On Facebook, social strategy games based on the classic online game Travian have turned into a booming business for developers like Kabam. Roman Empire is iFree Studio’s attempt to bring the formula mobile, where the format faces certain challenges. Mobile handsets generally can’t offer quite as much screen real estate as the average PC screen, and strategy games frequently revolve around carefully arranging detailed building icons on a series of maps. Roman Empire has removed this aspect of these games entirely, in favor of an interface that is almost entirely text-only.

Roman Empire

A text-only social strategy game works better than you might think. Parts of the game that typically involve swapping between two or three different maps can be managed more quickly in Roman Empire, which has the player manage all of their holdings, resources, and armies from a hub area. Different locations in the hub map to different functions. Roman Empire is still basically about amassing resources generated by farms, lumber mills, and mines – you just don’t spend time positioning these holdings on a mini-map. Instead you create the holding by purchasing it, then you generate more by upgrading the initial holding. It’s quite reminiscent of playing a text RPG like Mafia Wars.

While there’s nothing new or different about Roman Empire‘s gameplay, squeezing a game like this onto a mobile interface is genuinely impressive. The global chat channels that Travian clones usually offer, as well as other social features, are all available in Roman Empire. The game is broken into factions, dictated by which power you choose to follow (Caesar, the Senate, or the Spartans) and a very long string of tutorial quests does a good job of getting you started in the game. Roman Empire was even relatively easy on battery life, at least on the HTC Incredible used to test the game.
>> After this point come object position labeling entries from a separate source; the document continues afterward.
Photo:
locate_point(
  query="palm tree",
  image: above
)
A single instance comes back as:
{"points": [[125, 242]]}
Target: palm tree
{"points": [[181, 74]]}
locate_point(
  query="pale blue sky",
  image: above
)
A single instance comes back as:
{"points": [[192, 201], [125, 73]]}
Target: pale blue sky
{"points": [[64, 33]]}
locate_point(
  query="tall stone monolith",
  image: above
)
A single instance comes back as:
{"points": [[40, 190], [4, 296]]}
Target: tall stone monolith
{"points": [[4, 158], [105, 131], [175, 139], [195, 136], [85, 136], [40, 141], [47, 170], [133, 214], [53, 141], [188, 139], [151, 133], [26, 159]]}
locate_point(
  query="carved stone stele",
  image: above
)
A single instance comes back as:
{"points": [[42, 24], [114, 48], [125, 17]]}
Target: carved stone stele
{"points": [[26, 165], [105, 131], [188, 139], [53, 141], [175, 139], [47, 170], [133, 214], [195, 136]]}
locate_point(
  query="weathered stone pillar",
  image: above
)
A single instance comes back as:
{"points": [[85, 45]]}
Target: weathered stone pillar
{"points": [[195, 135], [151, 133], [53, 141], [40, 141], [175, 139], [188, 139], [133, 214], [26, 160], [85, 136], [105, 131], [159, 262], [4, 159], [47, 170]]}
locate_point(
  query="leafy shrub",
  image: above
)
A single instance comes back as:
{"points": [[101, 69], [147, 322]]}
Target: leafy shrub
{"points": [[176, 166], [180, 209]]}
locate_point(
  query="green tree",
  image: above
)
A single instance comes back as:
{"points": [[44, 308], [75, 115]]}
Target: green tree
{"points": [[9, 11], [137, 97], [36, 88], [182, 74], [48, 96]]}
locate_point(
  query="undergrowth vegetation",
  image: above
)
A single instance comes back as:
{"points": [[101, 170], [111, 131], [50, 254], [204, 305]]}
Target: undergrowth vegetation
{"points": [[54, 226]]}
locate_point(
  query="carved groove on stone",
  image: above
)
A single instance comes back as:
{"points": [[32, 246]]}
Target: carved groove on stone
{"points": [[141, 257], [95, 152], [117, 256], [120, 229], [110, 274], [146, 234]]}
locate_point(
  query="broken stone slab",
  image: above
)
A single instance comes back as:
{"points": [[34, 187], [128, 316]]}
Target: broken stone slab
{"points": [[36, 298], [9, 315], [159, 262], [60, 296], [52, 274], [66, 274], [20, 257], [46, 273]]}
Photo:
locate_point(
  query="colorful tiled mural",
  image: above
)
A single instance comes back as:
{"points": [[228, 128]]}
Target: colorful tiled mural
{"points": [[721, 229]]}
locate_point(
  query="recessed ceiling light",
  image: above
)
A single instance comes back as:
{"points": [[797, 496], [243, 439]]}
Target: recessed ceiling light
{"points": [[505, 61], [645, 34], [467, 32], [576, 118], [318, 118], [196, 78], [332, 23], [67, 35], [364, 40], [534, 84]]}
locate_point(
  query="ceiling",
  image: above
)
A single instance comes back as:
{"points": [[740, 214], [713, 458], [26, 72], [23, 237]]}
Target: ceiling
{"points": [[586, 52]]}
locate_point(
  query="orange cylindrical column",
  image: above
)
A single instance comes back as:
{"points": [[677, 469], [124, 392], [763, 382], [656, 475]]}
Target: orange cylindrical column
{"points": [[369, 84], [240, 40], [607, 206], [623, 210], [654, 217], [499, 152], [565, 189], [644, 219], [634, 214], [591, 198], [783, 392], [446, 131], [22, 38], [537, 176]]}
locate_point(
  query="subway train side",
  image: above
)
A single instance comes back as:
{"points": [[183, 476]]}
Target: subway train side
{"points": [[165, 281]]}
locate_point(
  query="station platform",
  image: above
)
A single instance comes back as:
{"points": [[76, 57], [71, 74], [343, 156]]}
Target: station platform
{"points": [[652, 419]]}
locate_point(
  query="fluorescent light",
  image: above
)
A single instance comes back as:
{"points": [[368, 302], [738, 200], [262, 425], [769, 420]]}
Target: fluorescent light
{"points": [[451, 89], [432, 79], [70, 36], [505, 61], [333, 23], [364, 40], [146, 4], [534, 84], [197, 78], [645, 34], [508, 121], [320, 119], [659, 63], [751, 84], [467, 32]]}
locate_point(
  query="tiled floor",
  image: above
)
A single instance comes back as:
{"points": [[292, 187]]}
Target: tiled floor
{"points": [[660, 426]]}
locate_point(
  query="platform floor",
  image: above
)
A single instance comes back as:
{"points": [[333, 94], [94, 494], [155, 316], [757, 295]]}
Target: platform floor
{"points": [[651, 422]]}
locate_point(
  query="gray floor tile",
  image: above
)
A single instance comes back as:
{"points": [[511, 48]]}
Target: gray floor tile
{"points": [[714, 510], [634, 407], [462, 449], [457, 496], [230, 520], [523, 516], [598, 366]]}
There is one problem with Roman Empire‘s text-based approach, though, and that is the abysmal quality of the in-game text. The entire game reads like it has been localized very poorly from either another language, or possibly another game. Sometimes game mechanics are referred to by highly inconsistent terms, which can get as bad as different parts of the text referring to particular holdings by different names. This would be bad enough in a game with more visual cues, but in Roman Empire the text of the game is really the only way to orient yourself.

Roman Empire

The localization issue is the main thing that keeps Roman Empire from being a solid strategy option for Android owners. Otherwise, Roman Empire has figured out how to make a classic online social genre work on mobile. Some players may well still enjoy Roman Empire despite the poor quality text, but social strategy games tend to be titles that users become deeply involved with. Any gamer interested in this sort of title would probably be much happier simply sticking to a Facebook iteration of the genre, or finding a Flash-based one compatible with their handset.

The good

  • Brings social strategy gameplay to a mobile interface. Easy on battery life. Quests give structure to gameplay. Interface is clear despite lack of standard graphical elements.

The bad

  • Text is poorly-localized to a degree that is completely annoying. Gameplay is completelystandard for genre. Lack of graphics can make some parts of the game feel very rote.